Materials and methods
Specimen collection and acclimation conditions
Trematomus bernacchii (Boulenger) were collected in
McMurdo Sound, Antarctica (77°53′S, 166°40′E), in January
1995, 1996 and 1999 using hand lines and baited fish traps.
Specimens were either held in flow-through seawater aquaria
maintained at the ambient seawater temperature (−1.86 °C) or
placed into heated non-flowthrough aquaria for acclimation at
5 °C. Specimens maintained at −1.86 °C ranged in mass from
22.5 to 300 g. Specimens used in the acclimation studies
ranged in mass from approximately 30 to 150 g. No attempt
was made to distinguish gender before use; approximately
equal numbers of male and female specimens were employed.
In the acclimation study, fish (N=3 at each time point) were
killed after 5, 11, 15 and 22 days of acclimation. Fish were
killed by cervical transection and anesthetized with MS-222
dissolved in filtered sea water at −1 °C.
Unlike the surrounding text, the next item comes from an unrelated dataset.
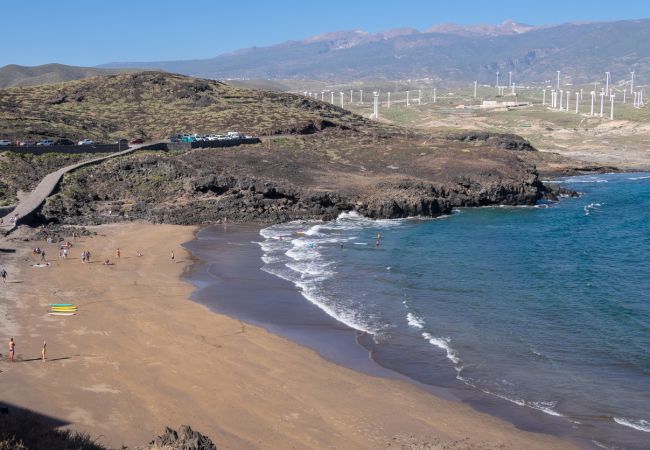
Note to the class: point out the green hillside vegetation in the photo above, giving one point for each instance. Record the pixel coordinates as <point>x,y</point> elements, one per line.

Heat-shock protein induction experiments: in vivo metabolic
labelling with 35S-labelled amino acids
The induction of hsps was tested in whole fish using in vivo
metabolic labelling following the protocol of Dietz and Somero
(1992, 1993). Fish were maintained at −1.86 °C for 3–5 days
prior to the induction experiments to minimize the effects of
capture and handling stress. For the induction experiments,
individual fish were injected intraperitoneally with a 35Slabelled methionine/cysteine amino acid mixture (NEN; 35S
Express label) at 4×106 Bq g−1 body mass. Smaller fish, ranging
in body mass from 22.5 to 50.0 g, were used to economize on
amounts of isotope. The amino acid mixture was diluted 1:1
with nototheniid Ringer’s solution (570 mosmol l−1) composed
of 311 mmol l−1 NaCl, 5 mmol l−1 KCl, 2.5 mmol l−1 MgCl2,
3.0 mmol l−1 CaCl2, 2.5 mmol l−1 NaHCO3, 2.0 mmol l−1
NaH2PO4 and 5.0 mmol l−1 glucose (J. Eastman, personal
communication) prior to injection. The fish were maintained in
ambient temperature sea water during the injection procedure
to avoid prematurely heat-shocking the specimens. Following
the injection, fish were transferred to 4 l vessels containing
continuously aerated sea water equilibrated to the desired
exposure temperature. For the heat-shock treatment, fish (N=4)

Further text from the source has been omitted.